Tak lama ini, aku dengan tanpa diniatkan menangkap pria paling dekat denganku melemah (meluluh hatinya). Terlepas dari segala gemerlap keindahan visual, Tuhan menghadiahkan kabar luar biasa baik dalam relationship kami.
Aku yang tak pernah merasakan atensi sebesar itu tentu ternganga pada tiap detik yang kami lalui. Ya, tanda positif dengan penuh ia percayai.
Aku bukan tak percaya, aku bukan pula tak mau itu ada. Namun, aku tak ingin kecewa karena terlalu terburu-buru berkata “ya”. Sampai dimana proses itu kami lakukan dan hasilnya muncul dua baru 80% aku percaya. Sisanya ingin kuketahui langsung dari mulut dokter/bidan.
Bukan hanya “ya” saja yang perlu kutahu dengan pasti. Aku pun ingin tahu perkembangan sosok mungil di alam sana. Dengan begitu, aku bisa benar-benar lebih menjaga dan menyadari keberadaanya dan mempersiapan kedatangannya.
Jarak kini kembali ada di antara kami. Aku yang baru kali pertama ditinggal sementara setelah akad suci itu dikumandangkan, tentu saja reflek meneteskan bulir dari mata.
Sungguh, ini bukan perkara bisa menahan atau tidak. Namun, ini perihal kisah masuknya babak baru pada kisah romansa kami.
Hari demi hari berlalu. Benakku masih difokuskan runtutan kewajiwan yang kupilih sebelumnya. Aku terkadang bingung. Di suatu titik, aku menikmatinya. Di suatu titik, aku terbebaninya.
Melakukan hal yang disukai da nada prospek baik kedepannya bukannya tak boleh dilakukan.. Hanya cara melakukannya perlu disikapi dengan matang.
Semisal, menumpuk to do list itu kurang elok. Ia bisa mengikit enjoynya diri. Ia bisa menepis impian sejati.
So, tentu aku sedang berusaha keluar dari jeratan ini. Ya, untuk kali ini diri masik kutoleransi. Namun, di masa selanjutnya ini mesti jadi peringatan dini.
Lebih cepat dikerjakan lebih baik. Mengerjakan dengan kesadaran membuat kita melakukan upaya terbaik.
Jika ada yang tak beres dari ini semua, tentu efeknya akan terasa pada dunia yang mengelilingi kita. Aku belajar banyak. Tak mau terus-terusan terjambak.
Kemarin, ada yang mengirim bunga di pintu jiwa. Ia berbisik hatinya terketuk dengan jejak yang tersisa dariku sebelumnya.

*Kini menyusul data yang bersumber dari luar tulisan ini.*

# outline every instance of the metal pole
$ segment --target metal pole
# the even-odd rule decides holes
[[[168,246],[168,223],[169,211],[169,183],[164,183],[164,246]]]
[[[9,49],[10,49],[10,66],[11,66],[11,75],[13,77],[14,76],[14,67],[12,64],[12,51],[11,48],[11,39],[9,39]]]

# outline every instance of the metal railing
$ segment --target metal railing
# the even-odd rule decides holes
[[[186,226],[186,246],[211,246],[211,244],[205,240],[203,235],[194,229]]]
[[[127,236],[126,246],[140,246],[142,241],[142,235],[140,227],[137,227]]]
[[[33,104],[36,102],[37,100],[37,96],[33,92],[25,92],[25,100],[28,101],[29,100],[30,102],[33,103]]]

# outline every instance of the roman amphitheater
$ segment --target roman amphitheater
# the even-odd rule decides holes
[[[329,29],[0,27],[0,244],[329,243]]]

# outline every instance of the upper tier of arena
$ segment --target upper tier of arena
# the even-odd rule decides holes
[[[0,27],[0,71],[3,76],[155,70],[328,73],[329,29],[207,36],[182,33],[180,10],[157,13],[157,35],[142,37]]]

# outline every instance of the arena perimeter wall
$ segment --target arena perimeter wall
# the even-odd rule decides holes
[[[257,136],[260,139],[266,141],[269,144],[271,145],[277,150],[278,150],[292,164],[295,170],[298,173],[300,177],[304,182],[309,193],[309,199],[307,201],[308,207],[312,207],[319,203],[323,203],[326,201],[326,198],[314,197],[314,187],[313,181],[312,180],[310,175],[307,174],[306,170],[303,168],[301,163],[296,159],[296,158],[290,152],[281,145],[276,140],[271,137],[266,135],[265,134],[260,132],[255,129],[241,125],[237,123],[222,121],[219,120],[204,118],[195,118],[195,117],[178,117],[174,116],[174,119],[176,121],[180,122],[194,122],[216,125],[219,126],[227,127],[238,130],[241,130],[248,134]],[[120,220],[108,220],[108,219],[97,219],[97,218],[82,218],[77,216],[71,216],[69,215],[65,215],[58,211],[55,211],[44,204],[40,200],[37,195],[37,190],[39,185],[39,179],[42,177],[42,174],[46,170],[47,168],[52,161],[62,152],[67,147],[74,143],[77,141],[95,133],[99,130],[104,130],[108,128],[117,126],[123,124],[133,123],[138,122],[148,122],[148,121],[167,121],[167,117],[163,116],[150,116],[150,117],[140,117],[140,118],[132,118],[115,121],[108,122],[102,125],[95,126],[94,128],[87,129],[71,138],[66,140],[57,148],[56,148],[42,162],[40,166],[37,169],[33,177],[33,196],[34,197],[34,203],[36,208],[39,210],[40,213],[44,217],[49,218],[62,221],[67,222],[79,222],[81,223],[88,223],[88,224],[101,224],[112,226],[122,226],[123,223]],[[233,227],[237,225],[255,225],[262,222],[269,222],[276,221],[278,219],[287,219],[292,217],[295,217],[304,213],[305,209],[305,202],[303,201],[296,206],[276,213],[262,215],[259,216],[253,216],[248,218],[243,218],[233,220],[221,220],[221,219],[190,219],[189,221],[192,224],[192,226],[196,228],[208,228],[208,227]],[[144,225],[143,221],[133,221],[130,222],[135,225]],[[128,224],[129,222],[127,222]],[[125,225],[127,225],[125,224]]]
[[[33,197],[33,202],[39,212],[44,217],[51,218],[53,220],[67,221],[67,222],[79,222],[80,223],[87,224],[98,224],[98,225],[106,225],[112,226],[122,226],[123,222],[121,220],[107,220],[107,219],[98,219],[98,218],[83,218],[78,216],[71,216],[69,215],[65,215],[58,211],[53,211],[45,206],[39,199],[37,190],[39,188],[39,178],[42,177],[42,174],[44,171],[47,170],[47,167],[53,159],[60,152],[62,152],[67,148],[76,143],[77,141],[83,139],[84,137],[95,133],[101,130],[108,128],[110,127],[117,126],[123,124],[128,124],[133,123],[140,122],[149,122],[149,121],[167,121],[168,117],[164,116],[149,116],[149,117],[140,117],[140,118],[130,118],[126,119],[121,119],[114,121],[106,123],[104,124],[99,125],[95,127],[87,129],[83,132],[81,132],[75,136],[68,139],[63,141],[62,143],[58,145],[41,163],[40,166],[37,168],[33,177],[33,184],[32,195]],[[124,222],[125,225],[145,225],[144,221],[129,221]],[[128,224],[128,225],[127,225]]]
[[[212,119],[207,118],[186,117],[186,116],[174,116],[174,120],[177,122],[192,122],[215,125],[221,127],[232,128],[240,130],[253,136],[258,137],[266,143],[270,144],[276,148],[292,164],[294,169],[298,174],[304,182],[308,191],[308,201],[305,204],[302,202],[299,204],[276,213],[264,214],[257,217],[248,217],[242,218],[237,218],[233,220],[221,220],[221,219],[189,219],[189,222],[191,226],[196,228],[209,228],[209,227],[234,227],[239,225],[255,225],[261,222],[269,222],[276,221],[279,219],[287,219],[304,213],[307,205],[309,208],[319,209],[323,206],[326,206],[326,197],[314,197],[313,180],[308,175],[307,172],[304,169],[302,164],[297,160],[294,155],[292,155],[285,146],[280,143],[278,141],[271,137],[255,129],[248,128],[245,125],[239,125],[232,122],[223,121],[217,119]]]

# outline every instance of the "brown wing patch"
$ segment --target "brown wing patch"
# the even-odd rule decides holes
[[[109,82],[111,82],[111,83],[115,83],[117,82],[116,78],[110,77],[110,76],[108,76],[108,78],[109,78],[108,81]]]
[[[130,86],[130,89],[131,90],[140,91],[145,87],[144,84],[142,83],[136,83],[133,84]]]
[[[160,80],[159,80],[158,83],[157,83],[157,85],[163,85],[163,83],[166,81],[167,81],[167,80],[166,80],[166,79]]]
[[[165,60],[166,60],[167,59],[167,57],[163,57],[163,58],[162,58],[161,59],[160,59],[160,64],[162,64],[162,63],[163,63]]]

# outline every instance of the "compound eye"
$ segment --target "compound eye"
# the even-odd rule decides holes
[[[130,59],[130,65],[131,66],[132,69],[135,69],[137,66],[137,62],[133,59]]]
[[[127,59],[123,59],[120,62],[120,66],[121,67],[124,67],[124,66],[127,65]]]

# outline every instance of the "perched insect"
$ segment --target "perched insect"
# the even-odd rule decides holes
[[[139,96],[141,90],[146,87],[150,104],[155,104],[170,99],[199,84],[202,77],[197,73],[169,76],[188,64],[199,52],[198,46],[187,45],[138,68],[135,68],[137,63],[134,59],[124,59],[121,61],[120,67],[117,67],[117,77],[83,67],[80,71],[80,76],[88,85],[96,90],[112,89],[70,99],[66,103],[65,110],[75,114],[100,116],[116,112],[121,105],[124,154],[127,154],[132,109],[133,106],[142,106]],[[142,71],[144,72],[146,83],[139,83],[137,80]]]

Ia meminta tolong untuk digenggam tangannya, dibawakan tangga ke dekatnya. Sontak, aku pun datang dan ia senang.
Kubilang, aku tak bisa menjanjikan apa yang kau ingin terwujud dengan mudah, aku hanya bisa memperlihatkan padamu apa jalan yang mungkin bisa kamu lewati dengan indah. Indah dengan segala lika-liku nan reward di dalamnya.
Tak perlu menunduk terlalu lama, kataku. Kamu bukan tak mampu, kamu hanya belum tahu. Dan mereka lebih dulu tahu.
Tak mengapa bila pada awalnya kau tak tak tahu arah. Yang paling penting, kau mestilah cari tahu dan jangan puas akan itu.
Terakhir kuucap “kapan-kapan aku mention kamu” (senyum).
Kembali lagi pada bagaimana meluluhkan pria. Jujur, aku bukan pawangnya. Pria yang hadir dihidupku bukan tipikal yang kululuhkan atau kata orang kutaklukkan.
Tidak, ia datang dengan sendirinya atas kuasa Tuhan. Ia mengisi kosongnya diri dan semrawutnya keadaanku waktu itu.
Aku pernah berada di masa tak punya kedekatan spesial dengan siapapun. Semuanya hanya sisa-sisa kenang, yang menyayat karena tak kembali pulang.
Ia yang berhasil membuatku menangis sejadi-jadinya. Ledakan emosi menggelegar saat ia merangkul innerchild dan traumatis yang ada.
Setelahnya, ia sama sekali tak terbawa suasana. Iia memberi pemahaman padaku dan mengukir senyum di wajahku. Bahkan seringai tawa bertamu tiba-tiba. Ajaibnya momen itu.